Vers 13h30, Franck* est amené dans le box des prévenus par les escortes pénitentiaires. Vêtu d’un t-shirt beige tâché et d’un jogging, il paraît décontenancé. Ce mercredi 29 avril, il doit être jugé par le tribunal correctionnel de Montpellier pour des faits d’exhibition sexuelle.

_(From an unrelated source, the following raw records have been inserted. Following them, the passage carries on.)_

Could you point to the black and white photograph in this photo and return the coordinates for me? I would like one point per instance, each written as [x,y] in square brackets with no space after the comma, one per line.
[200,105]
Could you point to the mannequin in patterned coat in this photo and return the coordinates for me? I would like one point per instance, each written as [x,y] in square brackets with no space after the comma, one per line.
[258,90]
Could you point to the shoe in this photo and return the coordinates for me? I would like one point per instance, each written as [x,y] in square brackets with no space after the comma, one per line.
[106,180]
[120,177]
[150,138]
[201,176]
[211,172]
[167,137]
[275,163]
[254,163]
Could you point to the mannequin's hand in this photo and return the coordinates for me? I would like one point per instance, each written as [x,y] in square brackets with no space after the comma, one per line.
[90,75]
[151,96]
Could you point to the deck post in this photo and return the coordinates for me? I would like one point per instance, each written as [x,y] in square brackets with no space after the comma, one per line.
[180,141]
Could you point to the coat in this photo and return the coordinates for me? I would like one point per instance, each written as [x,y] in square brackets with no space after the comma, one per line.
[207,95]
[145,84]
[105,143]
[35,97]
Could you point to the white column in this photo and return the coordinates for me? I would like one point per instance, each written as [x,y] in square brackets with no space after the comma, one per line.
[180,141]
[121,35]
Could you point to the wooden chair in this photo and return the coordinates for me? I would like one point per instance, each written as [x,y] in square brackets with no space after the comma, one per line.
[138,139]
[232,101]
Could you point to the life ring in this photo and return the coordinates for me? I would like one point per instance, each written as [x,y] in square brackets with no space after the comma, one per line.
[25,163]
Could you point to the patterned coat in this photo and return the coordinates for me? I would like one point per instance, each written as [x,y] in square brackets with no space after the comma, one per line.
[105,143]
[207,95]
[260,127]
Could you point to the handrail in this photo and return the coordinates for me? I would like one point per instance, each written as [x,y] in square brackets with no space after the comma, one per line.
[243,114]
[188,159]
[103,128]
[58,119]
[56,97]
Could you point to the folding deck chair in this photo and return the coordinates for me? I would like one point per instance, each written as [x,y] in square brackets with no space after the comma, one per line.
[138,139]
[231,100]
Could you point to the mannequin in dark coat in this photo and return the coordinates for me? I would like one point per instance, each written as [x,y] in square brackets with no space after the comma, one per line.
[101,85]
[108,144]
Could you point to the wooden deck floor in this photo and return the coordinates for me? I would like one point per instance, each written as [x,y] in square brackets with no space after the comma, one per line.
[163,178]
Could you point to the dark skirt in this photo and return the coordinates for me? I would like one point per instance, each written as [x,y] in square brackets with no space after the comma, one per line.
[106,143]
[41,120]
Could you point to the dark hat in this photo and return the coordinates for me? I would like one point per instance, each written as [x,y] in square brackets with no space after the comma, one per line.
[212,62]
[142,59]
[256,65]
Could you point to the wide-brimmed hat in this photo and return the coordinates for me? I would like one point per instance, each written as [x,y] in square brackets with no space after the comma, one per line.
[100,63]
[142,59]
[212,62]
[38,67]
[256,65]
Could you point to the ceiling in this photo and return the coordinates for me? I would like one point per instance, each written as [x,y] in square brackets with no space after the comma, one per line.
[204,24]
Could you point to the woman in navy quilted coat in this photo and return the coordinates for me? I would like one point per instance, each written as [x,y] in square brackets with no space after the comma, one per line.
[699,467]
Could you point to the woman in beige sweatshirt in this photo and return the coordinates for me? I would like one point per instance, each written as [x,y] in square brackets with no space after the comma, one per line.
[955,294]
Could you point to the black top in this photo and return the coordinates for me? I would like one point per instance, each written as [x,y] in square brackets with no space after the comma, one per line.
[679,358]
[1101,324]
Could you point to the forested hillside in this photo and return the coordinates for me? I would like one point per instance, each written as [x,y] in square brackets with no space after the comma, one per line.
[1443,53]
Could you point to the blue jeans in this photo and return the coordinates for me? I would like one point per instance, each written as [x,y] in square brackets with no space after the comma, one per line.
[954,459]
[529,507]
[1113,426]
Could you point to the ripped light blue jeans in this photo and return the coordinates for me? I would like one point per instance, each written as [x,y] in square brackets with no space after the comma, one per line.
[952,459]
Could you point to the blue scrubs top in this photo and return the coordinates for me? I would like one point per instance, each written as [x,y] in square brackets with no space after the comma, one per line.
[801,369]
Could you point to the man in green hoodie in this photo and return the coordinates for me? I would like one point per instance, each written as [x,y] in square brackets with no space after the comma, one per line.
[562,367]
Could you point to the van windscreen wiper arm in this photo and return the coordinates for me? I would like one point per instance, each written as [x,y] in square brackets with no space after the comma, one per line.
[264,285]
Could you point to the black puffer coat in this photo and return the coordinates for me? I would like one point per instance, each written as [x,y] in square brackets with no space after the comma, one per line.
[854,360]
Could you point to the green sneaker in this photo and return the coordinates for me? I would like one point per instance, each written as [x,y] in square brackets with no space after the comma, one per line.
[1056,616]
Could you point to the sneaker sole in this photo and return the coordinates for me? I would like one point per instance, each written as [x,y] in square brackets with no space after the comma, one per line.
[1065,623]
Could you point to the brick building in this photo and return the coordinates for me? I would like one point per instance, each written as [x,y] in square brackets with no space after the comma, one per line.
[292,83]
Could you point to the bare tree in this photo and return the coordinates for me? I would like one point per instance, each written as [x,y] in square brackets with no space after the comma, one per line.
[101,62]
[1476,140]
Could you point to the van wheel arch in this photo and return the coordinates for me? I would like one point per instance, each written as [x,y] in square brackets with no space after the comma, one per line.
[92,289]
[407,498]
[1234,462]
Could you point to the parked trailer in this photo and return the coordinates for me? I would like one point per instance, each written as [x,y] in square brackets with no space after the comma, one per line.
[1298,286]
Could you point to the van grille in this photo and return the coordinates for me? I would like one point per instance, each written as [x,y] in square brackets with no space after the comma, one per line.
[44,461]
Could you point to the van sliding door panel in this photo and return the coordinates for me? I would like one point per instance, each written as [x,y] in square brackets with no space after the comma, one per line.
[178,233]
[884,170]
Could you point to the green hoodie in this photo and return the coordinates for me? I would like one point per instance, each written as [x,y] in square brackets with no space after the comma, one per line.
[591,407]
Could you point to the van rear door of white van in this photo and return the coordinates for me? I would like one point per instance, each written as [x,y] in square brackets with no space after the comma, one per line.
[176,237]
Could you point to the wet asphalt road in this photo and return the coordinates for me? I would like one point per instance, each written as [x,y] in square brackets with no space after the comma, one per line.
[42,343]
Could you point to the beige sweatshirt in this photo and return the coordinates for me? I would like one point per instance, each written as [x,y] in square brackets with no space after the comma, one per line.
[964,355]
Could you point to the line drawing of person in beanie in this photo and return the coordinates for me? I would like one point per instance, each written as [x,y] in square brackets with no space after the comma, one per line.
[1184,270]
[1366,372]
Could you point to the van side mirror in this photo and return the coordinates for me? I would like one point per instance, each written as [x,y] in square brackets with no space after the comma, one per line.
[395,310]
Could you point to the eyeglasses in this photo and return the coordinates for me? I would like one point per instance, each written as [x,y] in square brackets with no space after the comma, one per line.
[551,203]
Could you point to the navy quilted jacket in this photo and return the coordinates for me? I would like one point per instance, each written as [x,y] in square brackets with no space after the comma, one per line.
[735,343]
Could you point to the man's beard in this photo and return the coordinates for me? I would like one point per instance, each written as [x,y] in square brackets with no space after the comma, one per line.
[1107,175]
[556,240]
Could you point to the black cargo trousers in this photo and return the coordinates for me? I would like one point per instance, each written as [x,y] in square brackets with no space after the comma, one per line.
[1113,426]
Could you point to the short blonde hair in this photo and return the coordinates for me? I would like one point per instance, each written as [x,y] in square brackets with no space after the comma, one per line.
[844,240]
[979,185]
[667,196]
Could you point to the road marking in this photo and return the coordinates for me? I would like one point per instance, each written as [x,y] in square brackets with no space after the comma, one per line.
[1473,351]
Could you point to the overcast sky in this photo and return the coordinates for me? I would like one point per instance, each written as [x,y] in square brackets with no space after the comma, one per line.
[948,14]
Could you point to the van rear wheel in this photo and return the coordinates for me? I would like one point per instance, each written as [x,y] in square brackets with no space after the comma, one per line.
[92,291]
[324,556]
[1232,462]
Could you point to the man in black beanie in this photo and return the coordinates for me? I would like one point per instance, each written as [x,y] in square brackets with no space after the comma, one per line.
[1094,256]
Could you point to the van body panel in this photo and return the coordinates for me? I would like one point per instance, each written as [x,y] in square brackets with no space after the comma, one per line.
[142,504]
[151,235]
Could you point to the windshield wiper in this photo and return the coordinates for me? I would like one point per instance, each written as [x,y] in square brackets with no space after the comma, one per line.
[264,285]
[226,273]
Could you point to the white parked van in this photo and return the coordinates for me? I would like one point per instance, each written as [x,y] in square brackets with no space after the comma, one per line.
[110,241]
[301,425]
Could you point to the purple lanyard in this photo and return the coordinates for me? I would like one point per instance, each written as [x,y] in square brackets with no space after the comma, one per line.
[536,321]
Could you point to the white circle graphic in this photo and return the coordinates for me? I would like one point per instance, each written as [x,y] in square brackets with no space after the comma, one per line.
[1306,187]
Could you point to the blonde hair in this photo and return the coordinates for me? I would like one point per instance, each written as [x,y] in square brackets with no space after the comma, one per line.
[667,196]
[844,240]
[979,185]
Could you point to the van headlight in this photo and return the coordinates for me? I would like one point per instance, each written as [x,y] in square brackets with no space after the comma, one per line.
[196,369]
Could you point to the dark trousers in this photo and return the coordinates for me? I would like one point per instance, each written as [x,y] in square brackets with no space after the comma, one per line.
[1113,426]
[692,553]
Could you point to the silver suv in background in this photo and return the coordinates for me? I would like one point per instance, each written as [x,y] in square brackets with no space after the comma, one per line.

Jugé par le biais de la procédure de comparution immédiate, il a le droit de demander un délai pour préparer sa défense. C’est ce qu’il fait. « Une expertise psychiatrique de mon client est nécessaire », précise son avocate. C’est son droit. De ce fait, l’affaire ne sera pas jugée sur le fond aujourd’hui. Le tribunal devra simplement statuer sur les mesures de sûreté : dans l’attente de son procès, Franck restera-t-il en détention provisoire ? Ou bénéficiera-t-il d’un contrôle judiciaire ?
Des « pulsions sexuelles »
Le président du tribunal se lance dans un bref rappel des faits. Tout commence la veille, le 28 avril. Plusieurs mineurs expliquent avoir vu Franck « le doigt dans la bouche et baisser son pantalon ». L’un des enfants évoque également « un doigt dans l’anus ». Franck est alors interpellé, placé en garde à vue puis déféré devant le procureur de la République avant d’être présenté, ce mercredi, devant le tribunal correctionnel de Montpellier.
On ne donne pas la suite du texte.